GHung wrote:
Planning for contraction? Secure your food, water, shelter, energy sources, community connections, and skillset. A pretty good place to start anyway.
Newfie wrote:It strikes me our real problem is finding a way to deal with CONTRACTION. We have climbed to far, over extended ourselves, now we need to back down...on energy use, resource traction, water use, POPULATION.
Yet I see no discussion of this,no admission that it is a possibility let alone a necessity.
The Tar-Baby is a fictional character in the second of the Uncle Remus stories published in 1881; it is a doll made of tar and turpentine used to entrap Br'er Rabbit. The more that Br'er Rabbit fights the Tar-Baby, the more entangled he becomes.
In modern usage, "tar baby" refers to any "sticky situation" that is only aggravated by additional involvement in it.
https://en.wikipedia.org/wiki/Tar-Baby
Pops wrote:IWhich is what confuses me (among many other things): will there be dollar inflation or deflation? Or more importantly, will there be asset inflation or deflation.
GHung wrote:Question is; what's YOUR plan, since any planning at scale is likely to be focussed on making sure the 1% gets to keep their wealth.
Paulo1 wrote:I am going fishing in 1.5 hours. Hopefully, the sockeye are in although it is early for us. I have been getting 4 pinks and a couple of cod everyday. We have been eating fish like crazy and filleting the pinks for relatives who don't fish. We fill the freezer with coho, sockeye, and spring salmon....and smoke pinks. The carcasses go into garden trenches as we harvest our crops. Right now I am filling the garlic bed.
Ibon wrote:GHung wrote:
Planning for contraction? Secure your food, water, shelter, energy sources, community connections, and skillset. A pretty good place to start anyway.
Good list for each and everyone of us. I think Newfie is contemplating the global juggernaut however and the existing inertia and asking how macro institutions will adjust to contraction.

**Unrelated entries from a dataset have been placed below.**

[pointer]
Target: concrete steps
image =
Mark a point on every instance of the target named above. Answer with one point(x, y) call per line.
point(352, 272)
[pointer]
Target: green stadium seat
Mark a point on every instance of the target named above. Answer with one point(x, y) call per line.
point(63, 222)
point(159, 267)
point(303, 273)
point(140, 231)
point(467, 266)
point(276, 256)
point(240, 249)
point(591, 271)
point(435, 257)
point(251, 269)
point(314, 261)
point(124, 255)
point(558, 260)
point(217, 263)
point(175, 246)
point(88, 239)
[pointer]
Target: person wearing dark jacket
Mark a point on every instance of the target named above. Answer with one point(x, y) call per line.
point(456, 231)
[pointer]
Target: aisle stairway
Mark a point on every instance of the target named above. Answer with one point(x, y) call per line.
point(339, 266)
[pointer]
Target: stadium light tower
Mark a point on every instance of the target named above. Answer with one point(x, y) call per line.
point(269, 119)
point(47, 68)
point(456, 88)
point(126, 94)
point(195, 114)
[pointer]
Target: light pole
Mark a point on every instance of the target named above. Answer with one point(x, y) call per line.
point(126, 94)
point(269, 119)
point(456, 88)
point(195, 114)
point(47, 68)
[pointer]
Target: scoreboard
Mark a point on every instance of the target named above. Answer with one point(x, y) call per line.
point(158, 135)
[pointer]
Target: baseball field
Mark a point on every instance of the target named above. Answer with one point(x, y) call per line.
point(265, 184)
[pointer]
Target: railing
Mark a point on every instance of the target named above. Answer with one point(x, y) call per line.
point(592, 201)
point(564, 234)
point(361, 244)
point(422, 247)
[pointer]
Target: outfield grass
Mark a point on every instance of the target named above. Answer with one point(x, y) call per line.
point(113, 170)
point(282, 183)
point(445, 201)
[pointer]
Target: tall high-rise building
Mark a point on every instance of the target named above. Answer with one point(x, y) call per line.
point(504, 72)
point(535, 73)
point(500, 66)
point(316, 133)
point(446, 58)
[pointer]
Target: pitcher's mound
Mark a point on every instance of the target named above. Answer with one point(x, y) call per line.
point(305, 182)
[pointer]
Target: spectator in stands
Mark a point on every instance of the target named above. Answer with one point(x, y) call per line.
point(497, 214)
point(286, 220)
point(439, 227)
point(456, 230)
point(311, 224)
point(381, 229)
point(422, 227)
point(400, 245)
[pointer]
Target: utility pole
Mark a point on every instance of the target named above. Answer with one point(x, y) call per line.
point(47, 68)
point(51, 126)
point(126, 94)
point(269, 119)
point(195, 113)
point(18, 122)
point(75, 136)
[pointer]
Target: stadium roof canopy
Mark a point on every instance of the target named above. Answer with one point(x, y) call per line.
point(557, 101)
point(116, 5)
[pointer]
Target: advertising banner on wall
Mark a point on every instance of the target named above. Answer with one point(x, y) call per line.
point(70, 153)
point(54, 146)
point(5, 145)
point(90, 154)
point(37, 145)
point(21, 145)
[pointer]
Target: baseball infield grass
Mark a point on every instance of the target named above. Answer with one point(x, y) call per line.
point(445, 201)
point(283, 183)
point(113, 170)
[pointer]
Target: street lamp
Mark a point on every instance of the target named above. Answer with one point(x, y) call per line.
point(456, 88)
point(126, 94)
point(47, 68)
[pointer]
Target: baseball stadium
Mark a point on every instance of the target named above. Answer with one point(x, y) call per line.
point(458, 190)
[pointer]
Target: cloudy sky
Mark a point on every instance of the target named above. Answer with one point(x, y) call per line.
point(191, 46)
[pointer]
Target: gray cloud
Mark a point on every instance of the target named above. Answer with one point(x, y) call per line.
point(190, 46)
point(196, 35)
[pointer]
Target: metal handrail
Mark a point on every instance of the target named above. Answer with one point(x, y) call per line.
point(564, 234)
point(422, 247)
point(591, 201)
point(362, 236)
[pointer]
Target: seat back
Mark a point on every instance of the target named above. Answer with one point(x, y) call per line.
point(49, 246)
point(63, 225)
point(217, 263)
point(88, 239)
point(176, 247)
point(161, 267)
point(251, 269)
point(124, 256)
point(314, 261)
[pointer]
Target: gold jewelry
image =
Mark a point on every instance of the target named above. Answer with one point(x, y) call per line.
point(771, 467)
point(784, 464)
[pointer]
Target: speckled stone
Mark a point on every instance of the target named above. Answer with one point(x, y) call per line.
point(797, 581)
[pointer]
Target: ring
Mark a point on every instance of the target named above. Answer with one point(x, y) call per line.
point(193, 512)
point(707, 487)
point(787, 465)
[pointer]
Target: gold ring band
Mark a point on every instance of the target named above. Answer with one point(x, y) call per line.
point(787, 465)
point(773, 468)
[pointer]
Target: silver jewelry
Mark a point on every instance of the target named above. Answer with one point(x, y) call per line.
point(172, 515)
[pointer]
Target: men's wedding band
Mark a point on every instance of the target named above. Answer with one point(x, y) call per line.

Starting with the point that there is no macro institution talking about contraction and the fact that austerity is not a Greek anomaly but the beginning of a new macro trend.
Plantagenet wrote:If high oil prices are causing contraction, then you would think lower oil prices would re-start growth.
I'm surprised that the dip into lower oil prices we are seeing now hasn't resulted in an acceleration of GDP growth in the developed economies.
GHung wrote:Ibon: "Starting with the point that there is no macro institution talking about contraction..."
That's my point. Those of us actually acknowledging this inevitable future best be making our own arrangements since it's the prols who'll bear the brunt of contraction, as always. The less financialised your survival strategy is, the farther your finances will go (whatever remains of your monetary wealth). Whatever isn't needed for food, energy, all that, can be conserved for property taxes, medical needs, etc... Getting used to austerity involves planning, preparation, and practice. Pay things forward now while you can.
Think austerity can't happen to you? "Collapse now and avoid the rush." Spend your time and energy on things that you can actually affect.